How the beast shrieked! A swinging fist the size of her torso lashed out at Ling Qi’s side, only to careen wildly into the cavern wall as she dodged through it, becoming absence and void. However, the beast was not just flailing wildly.
Even as she fell, her eyes widened as the beast hunkered down, curling in on itself. She had only an instant to see its chitinous flesh writhing, dull spikes on its carapace sharpening and growing in fast motion before they fired in a burst, hundreds of organic arrows firing outward in a moment. She twisted through the deadly rain, avoiding most and letting others flow through her, but several struck regardless. Her shoulder, abdomen, and thigh were hit, and the faint viridian light playing over her skin rippled and shattered, deflecting the last of the projectiles.

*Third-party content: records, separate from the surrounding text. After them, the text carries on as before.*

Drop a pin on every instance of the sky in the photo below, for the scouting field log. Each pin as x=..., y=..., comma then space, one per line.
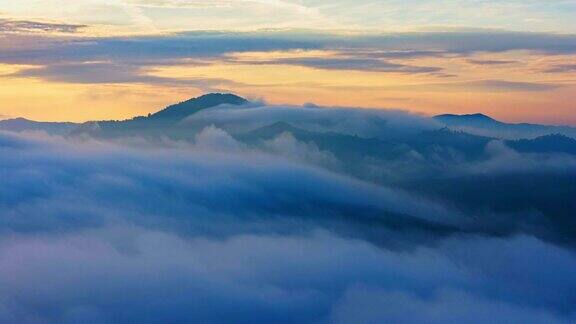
x=114, y=59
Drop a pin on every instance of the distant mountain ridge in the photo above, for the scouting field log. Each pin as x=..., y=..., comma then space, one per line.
x=480, y=124
x=161, y=122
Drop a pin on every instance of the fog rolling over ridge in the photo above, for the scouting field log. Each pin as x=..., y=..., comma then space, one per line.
x=220, y=210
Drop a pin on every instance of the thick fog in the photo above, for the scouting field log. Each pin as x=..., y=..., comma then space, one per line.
x=236, y=226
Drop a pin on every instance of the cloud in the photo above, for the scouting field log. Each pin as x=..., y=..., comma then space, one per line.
x=110, y=73
x=492, y=85
x=491, y=62
x=136, y=275
x=214, y=230
x=367, y=123
x=27, y=26
x=355, y=64
x=561, y=68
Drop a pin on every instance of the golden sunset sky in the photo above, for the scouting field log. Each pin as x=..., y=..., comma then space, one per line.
x=113, y=59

Ling Qi’s ears caught no cry of pain from behind her either, only the staccato of impacts on metal and the feeling of her Deepwood Vitality fading. Her friend’s condition was confirmed when a skeletal crow zoomed past overhead and exploded violently in midair above the beast’s head, releasing a misty rain of rust-colored liquid. A little washed over Ling Qi, but it seemed benign to her. The beast on the other hand thrashed and flailed, some of the gleaming metals in its shell turning dingy and corroded, forming cracks in its carapace.

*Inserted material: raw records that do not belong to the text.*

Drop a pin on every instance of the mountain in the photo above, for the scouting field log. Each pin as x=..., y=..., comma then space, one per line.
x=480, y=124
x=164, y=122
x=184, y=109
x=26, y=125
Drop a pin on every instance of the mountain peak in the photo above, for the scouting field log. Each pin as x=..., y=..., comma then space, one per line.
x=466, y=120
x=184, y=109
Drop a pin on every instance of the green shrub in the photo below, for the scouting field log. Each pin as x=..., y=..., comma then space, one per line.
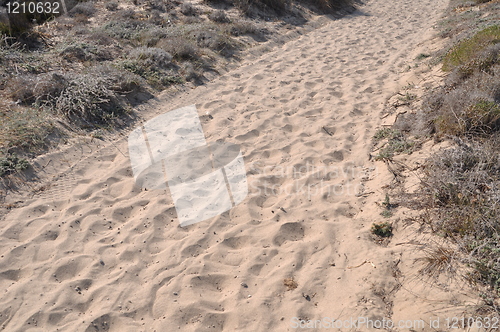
x=383, y=229
x=466, y=50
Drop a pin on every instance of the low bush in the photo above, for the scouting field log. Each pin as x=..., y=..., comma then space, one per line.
x=468, y=49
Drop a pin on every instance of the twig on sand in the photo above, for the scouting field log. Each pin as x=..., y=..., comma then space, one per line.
x=354, y=267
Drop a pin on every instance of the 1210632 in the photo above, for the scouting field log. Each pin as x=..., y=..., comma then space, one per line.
x=47, y=7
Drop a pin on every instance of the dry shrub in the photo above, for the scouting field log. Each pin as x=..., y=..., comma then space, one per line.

Ling Qi’s flying sword sang again, trailing sparks as it skated across the creature’s carapace, and Ling Qi felt its hunger take hold. Through her connection to the weapon, she felt it hungrily siphon away the beast’s qi, venting it into the cavern around them in a miasma of dark grey mist. As the beast raised its head, brackish, frozen blood flowing in slushy chunks from its jaws, Ling Qi struck again. The winds of winter howled, and another two of the beast’s eyes exploded, and a fracture formed in one of its great snapping jaws.
The cavern shook as it shrieked again, dust raining from the ceiling as the beast, maddened with pain, lashed out with spike-laden limbs. It swung furiously at the tiny figure darting around in front of it, shattering rock and sending up plumes of sand. The song of her sword carved into it relentlessly, and another clay vessel of fresh air shattered, darkening another eye as the ‘venom’ seeped in through broken chitin.
The next time the blizzard sang, the beast gurgled, its shriek choked off as its wavering aura broke, and blood and saliva froze solid in its throat. The beast spasmed, a pulse of heavy qi erupting again and making the cavern rumble ominously, before shuddering one last time, and falling still.